The entrepreneur and the business simply don’t have enough energy left to return things to the right path naturally. Business performance goes down heavily.

The Strategic Look at the Aging Phase

The organization has become heavy, bureaucratic, and slow. The original potential energy is entirely depleted.

Incremental tweaks—like a new marketing campaign or a minor pricing adjustment—will not save you here. The disease is structural, and therefore, the cure must be structural.

What You Should Do in the Aging Phase?

It is not necessary to change. Survival is not mandatory.

W. Edwards Deming
  • Embrace Radical Disruption: You cannot just wait it out, hoping the market will magically return to you. This stage requires bold, massive organizational changes.
  • Restructure and Rebuild: Structural changes are the only thing that can bring fresh energy back into a dying business.
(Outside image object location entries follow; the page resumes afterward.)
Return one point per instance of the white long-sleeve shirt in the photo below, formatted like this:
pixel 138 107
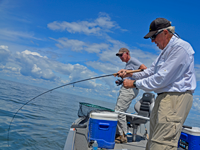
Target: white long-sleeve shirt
pixel 172 71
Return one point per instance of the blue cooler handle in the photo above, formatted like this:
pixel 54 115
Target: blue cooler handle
pixel 104 126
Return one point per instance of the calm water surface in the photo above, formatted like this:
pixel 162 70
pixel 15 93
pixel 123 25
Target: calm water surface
pixel 43 124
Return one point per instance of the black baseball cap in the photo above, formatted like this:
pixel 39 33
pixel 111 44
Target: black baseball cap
pixel 157 24
pixel 122 50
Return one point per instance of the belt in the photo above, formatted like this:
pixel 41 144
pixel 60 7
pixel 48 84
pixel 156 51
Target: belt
pixel 171 92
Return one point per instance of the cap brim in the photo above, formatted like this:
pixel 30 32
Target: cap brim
pixel 119 53
pixel 149 34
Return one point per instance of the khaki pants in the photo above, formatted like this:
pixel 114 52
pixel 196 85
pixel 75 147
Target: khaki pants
pixel 123 102
pixel 166 120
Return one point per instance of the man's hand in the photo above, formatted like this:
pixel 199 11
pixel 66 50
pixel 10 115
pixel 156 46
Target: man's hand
pixel 128 83
pixel 123 73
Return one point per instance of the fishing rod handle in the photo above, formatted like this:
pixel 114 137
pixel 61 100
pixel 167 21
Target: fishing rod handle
pixel 131 71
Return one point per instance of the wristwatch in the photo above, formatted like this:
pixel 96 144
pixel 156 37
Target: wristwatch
pixel 134 84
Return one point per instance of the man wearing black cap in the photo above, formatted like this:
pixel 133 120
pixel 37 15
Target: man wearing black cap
pixel 125 95
pixel 172 77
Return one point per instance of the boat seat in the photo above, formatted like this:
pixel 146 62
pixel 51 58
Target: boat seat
pixel 143 107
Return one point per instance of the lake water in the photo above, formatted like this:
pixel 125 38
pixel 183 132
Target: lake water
pixel 44 123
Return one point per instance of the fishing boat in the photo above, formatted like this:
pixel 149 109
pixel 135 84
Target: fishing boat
pixel 97 124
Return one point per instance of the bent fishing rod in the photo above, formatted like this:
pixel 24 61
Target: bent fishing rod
pixel 72 83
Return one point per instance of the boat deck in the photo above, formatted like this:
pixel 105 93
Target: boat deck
pixel 77 140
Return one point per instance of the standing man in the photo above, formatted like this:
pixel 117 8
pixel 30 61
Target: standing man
pixel 172 77
pixel 125 95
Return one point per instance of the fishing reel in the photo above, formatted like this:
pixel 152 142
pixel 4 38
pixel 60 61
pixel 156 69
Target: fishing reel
pixel 119 81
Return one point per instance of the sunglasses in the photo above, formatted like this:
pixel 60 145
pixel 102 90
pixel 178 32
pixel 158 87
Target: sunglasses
pixel 154 36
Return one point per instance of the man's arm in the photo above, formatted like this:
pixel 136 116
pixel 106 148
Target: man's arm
pixel 142 66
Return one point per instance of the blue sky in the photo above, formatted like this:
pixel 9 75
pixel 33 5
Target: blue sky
pixel 49 43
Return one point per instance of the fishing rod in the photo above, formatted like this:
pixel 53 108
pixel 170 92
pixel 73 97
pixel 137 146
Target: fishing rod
pixel 72 83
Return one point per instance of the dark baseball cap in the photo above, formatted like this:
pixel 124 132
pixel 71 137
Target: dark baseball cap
pixel 122 50
pixel 157 24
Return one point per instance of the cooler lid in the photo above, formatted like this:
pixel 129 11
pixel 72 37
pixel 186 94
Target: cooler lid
pixel 194 131
pixel 104 115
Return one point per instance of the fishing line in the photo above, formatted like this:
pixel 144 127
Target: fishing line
pixel 115 74
pixel 50 91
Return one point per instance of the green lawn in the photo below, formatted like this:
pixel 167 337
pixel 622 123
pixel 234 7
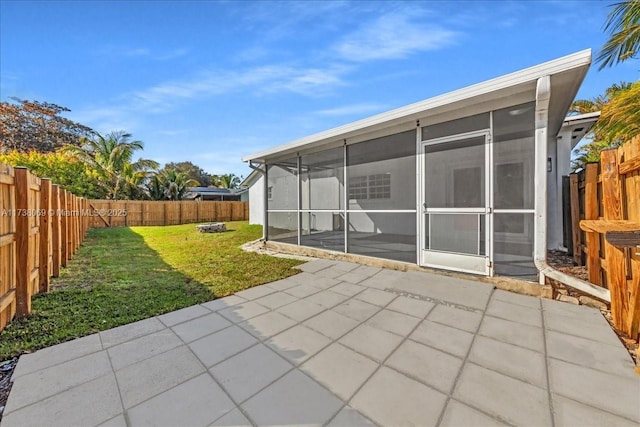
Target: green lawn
pixel 121 275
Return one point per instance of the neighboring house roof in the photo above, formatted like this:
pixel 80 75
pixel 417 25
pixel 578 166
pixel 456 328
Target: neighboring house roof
pixel 193 192
pixel 579 125
pixel 567 74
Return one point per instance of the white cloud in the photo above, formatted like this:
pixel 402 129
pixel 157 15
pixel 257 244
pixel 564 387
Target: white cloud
pixel 393 36
pixel 142 52
pixel 354 109
pixel 265 79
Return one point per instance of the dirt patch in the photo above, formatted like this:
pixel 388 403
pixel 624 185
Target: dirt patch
pixel 6 370
pixel 563 262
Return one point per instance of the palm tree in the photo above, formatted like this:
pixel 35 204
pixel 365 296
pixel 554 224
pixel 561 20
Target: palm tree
pixel 619 121
pixel 623 23
pixel 227 180
pixel 155 187
pixel 111 157
pixel 175 184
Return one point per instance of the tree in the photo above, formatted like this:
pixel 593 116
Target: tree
pixel 32 125
pixel 111 157
pixel 228 180
pixel 619 120
pixel 63 169
pixel 191 171
pixel 623 23
pixel 175 184
pixel 155 187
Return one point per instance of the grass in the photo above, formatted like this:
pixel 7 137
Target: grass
pixel 122 275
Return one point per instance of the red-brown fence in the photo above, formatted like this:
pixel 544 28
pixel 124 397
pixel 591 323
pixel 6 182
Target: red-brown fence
pixel 125 213
pixel 606 229
pixel 42 226
pixel 38 234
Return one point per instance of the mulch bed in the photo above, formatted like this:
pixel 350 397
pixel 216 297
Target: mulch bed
pixel 563 262
pixel 6 370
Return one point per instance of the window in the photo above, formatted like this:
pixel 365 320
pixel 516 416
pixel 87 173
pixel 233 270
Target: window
pixel 358 188
pixel 380 186
pixel 370 187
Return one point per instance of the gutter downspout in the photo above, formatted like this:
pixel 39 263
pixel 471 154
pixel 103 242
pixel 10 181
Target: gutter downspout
pixel 265 201
pixel 543 96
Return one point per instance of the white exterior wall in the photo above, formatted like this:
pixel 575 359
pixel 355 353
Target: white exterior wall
pixel 256 201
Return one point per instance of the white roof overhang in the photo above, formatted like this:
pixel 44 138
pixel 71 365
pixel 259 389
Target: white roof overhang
pixel 566 73
pixel 578 126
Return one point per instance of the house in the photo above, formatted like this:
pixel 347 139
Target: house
pixel 254 185
pixel 213 193
pixel 467 181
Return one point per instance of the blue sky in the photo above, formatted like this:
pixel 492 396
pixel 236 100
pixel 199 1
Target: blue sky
pixel 210 82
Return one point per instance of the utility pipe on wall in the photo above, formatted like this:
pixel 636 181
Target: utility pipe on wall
pixel 543 96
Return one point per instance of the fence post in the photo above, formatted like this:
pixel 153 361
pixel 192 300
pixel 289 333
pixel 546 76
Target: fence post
pixel 63 228
pixel 23 273
pixel 55 229
pixel 612 203
pixel 592 211
pixel 45 234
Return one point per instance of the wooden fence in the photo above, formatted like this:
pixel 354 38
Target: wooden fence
pixel 42 226
pixel 111 213
pixel 40 231
pixel 605 217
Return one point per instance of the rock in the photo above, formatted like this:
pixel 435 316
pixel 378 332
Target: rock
pixel 591 302
pixel 567 298
pixel 216 227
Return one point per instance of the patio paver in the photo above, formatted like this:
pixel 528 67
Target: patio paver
pixel 340 344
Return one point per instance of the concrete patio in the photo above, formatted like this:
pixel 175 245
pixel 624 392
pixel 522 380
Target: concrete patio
pixel 340 344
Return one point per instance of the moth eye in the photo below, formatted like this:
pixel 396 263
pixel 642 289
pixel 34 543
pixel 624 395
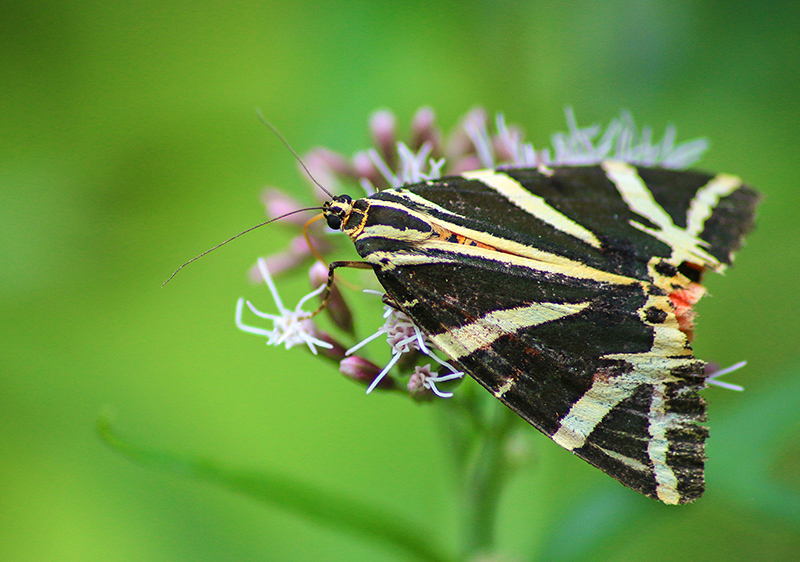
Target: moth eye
pixel 334 221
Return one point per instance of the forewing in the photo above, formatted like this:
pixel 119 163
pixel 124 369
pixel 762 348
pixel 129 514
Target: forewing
pixel 574 358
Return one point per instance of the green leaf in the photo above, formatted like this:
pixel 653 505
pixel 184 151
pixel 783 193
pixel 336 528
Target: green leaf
pixel 326 508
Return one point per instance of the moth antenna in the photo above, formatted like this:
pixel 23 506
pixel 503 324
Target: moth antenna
pixel 232 238
pixel 297 157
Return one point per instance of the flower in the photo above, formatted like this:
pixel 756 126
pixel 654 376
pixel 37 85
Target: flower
pixel 427 155
pixel 289 327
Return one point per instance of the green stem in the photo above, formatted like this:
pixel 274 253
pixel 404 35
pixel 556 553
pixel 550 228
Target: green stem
pixel 485 474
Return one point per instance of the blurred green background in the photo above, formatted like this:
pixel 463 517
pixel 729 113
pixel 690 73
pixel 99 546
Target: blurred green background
pixel 129 143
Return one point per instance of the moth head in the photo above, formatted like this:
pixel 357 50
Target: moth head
pixel 337 210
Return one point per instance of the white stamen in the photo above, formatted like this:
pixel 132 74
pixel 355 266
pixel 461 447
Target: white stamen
pixel 714 376
pixel 289 328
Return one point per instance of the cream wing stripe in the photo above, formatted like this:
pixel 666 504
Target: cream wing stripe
pixel 512 190
pixel 481 333
pixel 631 187
pixel 707 198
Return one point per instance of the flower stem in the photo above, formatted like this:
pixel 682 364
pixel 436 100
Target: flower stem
pixel 481 458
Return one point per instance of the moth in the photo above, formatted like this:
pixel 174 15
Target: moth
pixel 567 292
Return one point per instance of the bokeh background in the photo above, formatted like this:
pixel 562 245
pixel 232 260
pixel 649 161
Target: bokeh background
pixel 129 142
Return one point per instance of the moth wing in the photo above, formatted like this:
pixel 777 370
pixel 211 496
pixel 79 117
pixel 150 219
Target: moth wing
pixel 574 358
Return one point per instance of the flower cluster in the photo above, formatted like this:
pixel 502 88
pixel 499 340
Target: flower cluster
pixel 427 154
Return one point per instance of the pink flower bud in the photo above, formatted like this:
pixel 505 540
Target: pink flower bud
pixel 384 134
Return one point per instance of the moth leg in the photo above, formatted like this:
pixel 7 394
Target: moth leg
pixel 329 284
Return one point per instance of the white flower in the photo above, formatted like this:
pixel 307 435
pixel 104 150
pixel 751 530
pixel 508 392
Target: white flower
pixel 405 337
pixel 289 327
pixel 712 379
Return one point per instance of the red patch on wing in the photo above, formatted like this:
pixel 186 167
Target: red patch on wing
pixel 683 300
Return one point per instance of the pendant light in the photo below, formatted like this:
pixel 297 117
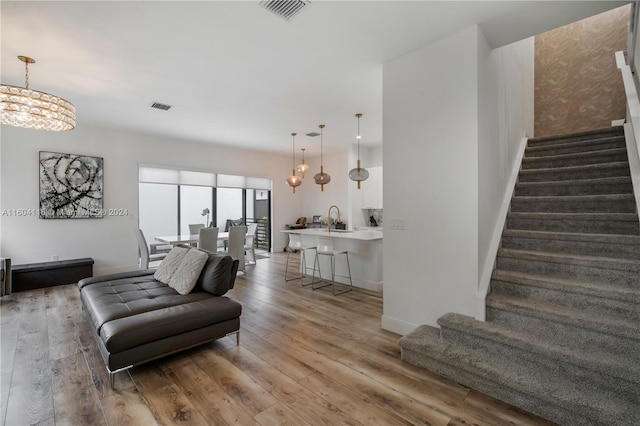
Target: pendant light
pixel 359 173
pixel 321 178
pixel 24 107
pixel 302 168
pixel 294 180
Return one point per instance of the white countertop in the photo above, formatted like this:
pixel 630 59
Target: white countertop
pixel 368 235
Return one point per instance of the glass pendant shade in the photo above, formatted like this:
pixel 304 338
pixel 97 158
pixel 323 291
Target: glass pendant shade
pixel 302 168
pixel 321 178
pixel 359 173
pixel 31 109
pixel 293 180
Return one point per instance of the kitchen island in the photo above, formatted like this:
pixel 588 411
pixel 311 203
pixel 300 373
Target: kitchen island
pixel 365 255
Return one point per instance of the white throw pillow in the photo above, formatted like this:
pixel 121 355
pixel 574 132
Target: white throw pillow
pixel 185 278
pixel 170 264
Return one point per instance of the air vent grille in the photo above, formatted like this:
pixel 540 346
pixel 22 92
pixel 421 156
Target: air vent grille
pixel 163 107
pixel 286 9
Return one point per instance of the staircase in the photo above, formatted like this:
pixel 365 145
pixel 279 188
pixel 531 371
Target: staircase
pixel 562 336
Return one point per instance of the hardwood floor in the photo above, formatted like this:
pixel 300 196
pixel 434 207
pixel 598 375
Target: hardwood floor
pixel 305 358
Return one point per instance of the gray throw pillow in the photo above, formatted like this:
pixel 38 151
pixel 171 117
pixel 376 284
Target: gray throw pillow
pixel 169 264
pixel 186 276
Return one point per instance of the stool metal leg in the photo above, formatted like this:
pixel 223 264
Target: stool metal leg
pixel 303 265
pixel 333 284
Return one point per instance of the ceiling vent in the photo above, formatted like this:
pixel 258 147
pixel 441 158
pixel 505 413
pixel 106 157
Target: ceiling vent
pixel 286 9
pixel 158 105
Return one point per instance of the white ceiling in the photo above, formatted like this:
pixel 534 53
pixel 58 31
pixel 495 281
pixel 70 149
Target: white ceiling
pixel 237 74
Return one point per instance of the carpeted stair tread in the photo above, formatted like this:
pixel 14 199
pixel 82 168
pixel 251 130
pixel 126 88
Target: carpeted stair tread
pixel 527 385
pixel 601 203
pixel 598 359
pixel 599 262
pixel 563 314
pixel 600 290
pixel 576 146
pixel 611 223
pixel 602 245
pixel 609 185
pixel 618 168
pixel 577 136
pixel 575 158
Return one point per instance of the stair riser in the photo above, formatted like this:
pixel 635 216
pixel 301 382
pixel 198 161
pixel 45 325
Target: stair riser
pixel 598 305
pixel 608 381
pixel 623 251
pixel 582 173
pixel 581 160
pixel 587 189
pixel 561 333
pixel 546 409
pixel 581 205
pixel 551 150
pixel 568 225
pixel 561 140
pixel 588 273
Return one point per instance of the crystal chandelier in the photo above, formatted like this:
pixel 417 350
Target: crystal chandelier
pixel 24 107
pixel 302 168
pixel 321 178
pixel 359 173
pixel 294 180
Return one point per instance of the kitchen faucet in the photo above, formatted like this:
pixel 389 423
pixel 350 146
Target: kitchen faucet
pixel 329 217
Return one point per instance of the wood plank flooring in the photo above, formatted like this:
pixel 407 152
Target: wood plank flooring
pixel 305 358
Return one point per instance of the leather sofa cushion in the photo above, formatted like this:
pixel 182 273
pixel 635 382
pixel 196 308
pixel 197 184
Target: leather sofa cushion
pixel 119 298
pixel 131 331
pixel 218 275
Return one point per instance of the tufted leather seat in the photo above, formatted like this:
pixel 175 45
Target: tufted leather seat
pixel 136 319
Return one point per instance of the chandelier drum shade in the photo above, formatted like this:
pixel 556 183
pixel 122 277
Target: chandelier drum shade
pixel 294 180
pixel 302 168
pixel 31 109
pixel 359 173
pixel 321 178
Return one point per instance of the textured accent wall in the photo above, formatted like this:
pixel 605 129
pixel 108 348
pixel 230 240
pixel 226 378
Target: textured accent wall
pixel 577 84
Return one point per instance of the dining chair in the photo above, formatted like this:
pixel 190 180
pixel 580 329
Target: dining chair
pixel 250 242
pixel 235 249
pixel 194 228
pixel 144 257
pixel 208 239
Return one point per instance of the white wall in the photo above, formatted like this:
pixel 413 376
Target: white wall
pixel 110 241
pixel 430 129
pixel 455 116
pixel 506 120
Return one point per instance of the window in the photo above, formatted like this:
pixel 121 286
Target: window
pixel 171 199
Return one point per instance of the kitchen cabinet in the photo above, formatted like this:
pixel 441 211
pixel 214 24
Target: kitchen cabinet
pixel 372 189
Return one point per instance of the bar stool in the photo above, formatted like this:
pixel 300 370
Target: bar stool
pixel 296 244
pixel 325 248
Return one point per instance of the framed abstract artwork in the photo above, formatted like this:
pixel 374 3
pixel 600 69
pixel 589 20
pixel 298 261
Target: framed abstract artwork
pixel 70 186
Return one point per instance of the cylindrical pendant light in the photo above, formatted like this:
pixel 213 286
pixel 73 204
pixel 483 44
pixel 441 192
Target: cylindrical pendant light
pixel 302 168
pixel 359 173
pixel 321 178
pixel 294 180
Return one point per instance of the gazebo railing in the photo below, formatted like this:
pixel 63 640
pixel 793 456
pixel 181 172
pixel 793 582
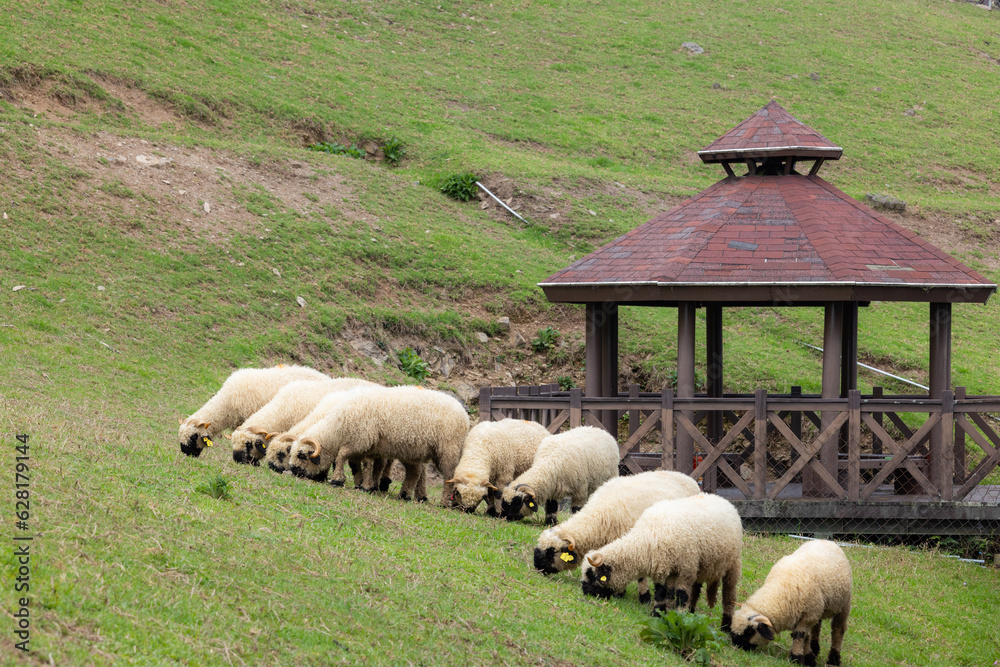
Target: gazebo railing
pixel 789 446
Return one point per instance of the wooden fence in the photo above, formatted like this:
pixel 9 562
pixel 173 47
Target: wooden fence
pixel 789 446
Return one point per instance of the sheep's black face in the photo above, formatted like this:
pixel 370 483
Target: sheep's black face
pixel 545 560
pixel 595 581
pixel 193 446
pixel 743 639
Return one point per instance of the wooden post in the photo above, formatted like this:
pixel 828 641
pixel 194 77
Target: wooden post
pixel 609 363
pixel 854 445
pixel 685 380
pixel 947 451
pixel 877 392
pixel 760 444
pixel 939 380
pixel 667 428
pixel 960 471
pixel 485 412
pixel 592 384
pixel 812 485
pixel 575 411
pixel 713 381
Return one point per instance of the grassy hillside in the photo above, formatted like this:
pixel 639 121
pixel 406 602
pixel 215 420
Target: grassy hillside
pixel 144 283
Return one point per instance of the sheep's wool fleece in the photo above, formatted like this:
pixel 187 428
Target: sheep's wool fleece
pixel 504 448
pixel 574 463
pixel 614 508
pixel 703 529
pixel 813 581
pixel 245 392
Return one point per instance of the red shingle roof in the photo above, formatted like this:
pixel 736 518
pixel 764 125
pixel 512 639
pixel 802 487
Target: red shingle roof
pixel 771 132
pixel 745 233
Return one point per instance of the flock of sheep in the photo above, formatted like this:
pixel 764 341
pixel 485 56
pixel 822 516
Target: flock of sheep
pixel 654 527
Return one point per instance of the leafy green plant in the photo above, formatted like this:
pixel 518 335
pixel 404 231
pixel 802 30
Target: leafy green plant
pixel 394 150
pixel 690 635
pixel 412 364
pixel 217 487
pixel 339 149
pixel 546 340
pixel 460 186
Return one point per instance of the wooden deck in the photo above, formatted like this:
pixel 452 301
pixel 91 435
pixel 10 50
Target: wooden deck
pixel 864 464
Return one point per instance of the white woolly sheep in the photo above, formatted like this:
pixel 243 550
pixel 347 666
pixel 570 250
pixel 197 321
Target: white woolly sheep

This might mean firing your legacy management team, cannibalizing your own core product with a cheaper digital alternative, or completely pivoting your target demographic.
  • Recharge the Battery: By implementing these drastic changes, you effectively act as a defibrillator to the company. You recharge the required business potential energy that was exhausted over the years, breathing new life and startup-level agility back into your most important business elements. You essentially force the company back into Stage 1, but this time, with the capital and wisdom of a veteran.

Conclusion: The Lifecycle is a Loop, Not a Line

Maintaining high performance isn’t about finding a magic bullet that makes the business easy forever. It is about deep self-awareness. It is about looking at your company with brutal honesty, identifying exactly which of the 6 stages you are currently in, and adapting your leadership style to match.

You must build the potential energy in the Dreaming phase, execute relentlessly in the Startup phase, build resilient systems during the Reality Check, suppress your ego during the Devilment phase, innovate endlessly in Top Form, and be willing to burn the ships and restructure during the Aging phase.

Business is a constant loop of generating, storing, and deploying energy. Master this flow, and you will build a company that doesn’t just survive the test of time—it dominates it.